Cliff Venzon - Bloomberg News
Bloomberg, Pasukan penjaga pantai China "menjarah" senjata api dan menghancurkan kapal-kapal Filipina dalam bentrokan di Laut China Selatan pekan ini, kata pejabat militer. Hal ini mendorong Manila untuk menuntut ganti rugi kepada Beijing.
"Mereka tidak memiliki hak atau otoritas hukum untuk membajak operasi kami dan menghancurkan kapal-kapal Filipina yang beroperasi di zona ekonomi eksklusif kami," ujar kepala militer Filipina, Jenderal Romeo Brawner Jr mengenai pasukan China dalam sebuah briefing pada Rabu (19/6/2024). "Mereka bertindak seperti bajak laut."
Personel Pasukan Penjaga Pantai Tiongkok "secara ilegal" menaiki perahu karet Filipina selama misi pasokan ulang Manila pada Senin ke pos militernya di Second Thomas Shoal, demikian ungkap Alfonso Torres Jr selaku Kepala Komando Barat Angkatan Bersenjata Filipina.
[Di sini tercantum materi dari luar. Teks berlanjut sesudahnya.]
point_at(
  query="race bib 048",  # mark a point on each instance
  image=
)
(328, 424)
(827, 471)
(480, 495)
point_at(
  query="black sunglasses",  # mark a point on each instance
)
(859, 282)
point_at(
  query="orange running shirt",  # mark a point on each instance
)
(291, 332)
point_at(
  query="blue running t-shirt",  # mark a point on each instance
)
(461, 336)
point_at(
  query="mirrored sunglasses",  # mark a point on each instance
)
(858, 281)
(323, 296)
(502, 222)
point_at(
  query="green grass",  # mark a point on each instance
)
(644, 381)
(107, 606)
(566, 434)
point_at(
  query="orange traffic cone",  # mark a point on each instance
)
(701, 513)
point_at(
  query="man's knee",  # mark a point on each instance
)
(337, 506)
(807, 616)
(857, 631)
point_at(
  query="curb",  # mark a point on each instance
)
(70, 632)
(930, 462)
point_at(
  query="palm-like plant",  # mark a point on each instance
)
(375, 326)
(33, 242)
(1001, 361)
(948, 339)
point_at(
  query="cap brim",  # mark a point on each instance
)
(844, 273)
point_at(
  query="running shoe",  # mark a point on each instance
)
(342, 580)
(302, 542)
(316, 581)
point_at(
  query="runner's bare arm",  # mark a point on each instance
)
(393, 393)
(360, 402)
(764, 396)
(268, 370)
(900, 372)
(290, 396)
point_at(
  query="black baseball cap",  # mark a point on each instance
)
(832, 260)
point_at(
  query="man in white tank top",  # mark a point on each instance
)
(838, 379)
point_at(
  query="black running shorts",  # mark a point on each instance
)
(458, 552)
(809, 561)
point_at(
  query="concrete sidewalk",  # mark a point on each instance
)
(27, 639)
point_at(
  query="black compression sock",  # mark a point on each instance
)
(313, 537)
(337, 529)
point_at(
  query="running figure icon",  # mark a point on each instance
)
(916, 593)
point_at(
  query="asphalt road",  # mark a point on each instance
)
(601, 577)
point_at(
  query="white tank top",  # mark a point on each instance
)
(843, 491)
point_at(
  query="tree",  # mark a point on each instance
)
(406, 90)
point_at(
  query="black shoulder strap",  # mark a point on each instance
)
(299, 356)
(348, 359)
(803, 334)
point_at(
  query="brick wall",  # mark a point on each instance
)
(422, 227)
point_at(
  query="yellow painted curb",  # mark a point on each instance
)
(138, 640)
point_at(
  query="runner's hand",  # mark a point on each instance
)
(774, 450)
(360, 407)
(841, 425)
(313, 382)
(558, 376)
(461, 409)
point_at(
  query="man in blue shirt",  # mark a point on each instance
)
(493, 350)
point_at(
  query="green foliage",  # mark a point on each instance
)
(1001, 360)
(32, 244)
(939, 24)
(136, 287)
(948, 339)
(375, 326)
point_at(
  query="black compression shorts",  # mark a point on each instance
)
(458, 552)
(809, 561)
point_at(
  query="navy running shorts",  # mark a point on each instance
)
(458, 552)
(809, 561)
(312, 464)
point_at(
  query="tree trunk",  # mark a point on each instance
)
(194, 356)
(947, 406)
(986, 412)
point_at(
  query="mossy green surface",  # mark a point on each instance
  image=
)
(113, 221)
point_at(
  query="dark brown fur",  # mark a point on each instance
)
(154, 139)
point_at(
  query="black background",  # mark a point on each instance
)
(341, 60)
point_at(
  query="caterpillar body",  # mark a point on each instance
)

Mereka kemudian menyita dan membongkar senjata api yang ditemukan di kapal-kapal Filipina.
"Senjata api itu dijarah," kata Torres, dan menambahkan bahwa kru kapal China juga "dengan sengaja menusuk" perahu karet Filipina dengan pisau dan benda runcing lainnya selama pertemuan itu.
Rincian pertemuan Senin, salah satu insiden paling serius antara kedua negara di jalur perairan yang disengketakan dan kaya akan sumber daya alam itu, terungkap ketika Filipina dan negara-negara lain mengecam tindakan terbaru China.
China pada Rabu menyatakan bahwa "langkah-langkah penegakan hukum" yang diambil oleh penjaga pantainya adalah profesional.
"Itu hanya menghentikan kapal-kapal Filipina dari transportasi ilegal. Tidak ada tindakan langsung yang diambil terhadap personel Filipina," kata juru bicara Kementerian Luar Negeri China Lin Jian dalam konferensi pers di Beijing. Lin menuduh Manila "menyelundupkan" senjata dan bahan bangunan, dan berusaha menduduki Second Thomas Shoal.
Brawner mengatakan bahwa ini adalah pertama kalinya pasukan penjaga pantai China "membawa bolo, tombak, dan pisau," yang mendorong tentara Filipina untuk melawan "dengan tangan kosong."
"Tindakan kami sekarang adalah kami menuntut agar China mengembalikan senapan kami, dan peralatan kami dan kami juga menuntut mereka untuk membayar kerusakan yang mereka sebabkan. Ini adalah pembajakan karena mereka menaiki kapal kami secara ilegal dan mengambil peralatan kami," katanya.
Pemerintahan Presiden Ferdinand Marcos Jr telah menegaskan klaim Filipina di Laut China Selatan, menentang klaim ekspansif Bejiing atas wilayah perairan tersebut.
Brawner mengunjungi markas Komando Barat di provinsi pulau Palawan untuk memeriksa personel yang terluka selama misi tersebut, termasuk seorang personel yang kehilangan jarinya.
"Dia mengatakan bahwa dia bersedia untuk kembali bertugas di Laut Filipina Barat," kata Brawner, mengenang percakapannya dengan prajurit tersebut dan menggunakan istilah Manila untuk perairan di dalam zona ekonomi eksklusifnya. "Mereka tidak kehilangan semangat juang, dan itulah yang terpenting."
Insiden maritim terbaru ini menunjukkan bahwa China sedang mencoba untuk meningkatkan tekanan terhadap Filipina, dan juga dapat dilihat sebagai ujian bagi dukungan AS terhadap sekutu perjanjiannya. Demikian menurut Chong Ja Ian, seorang profesor ilmu politik di National University of Singapore.
"Tampaknya Beijing berharap dapat melemahkan Filipina agar mereka menarik diri dari Second Thomas Shoal," katanya.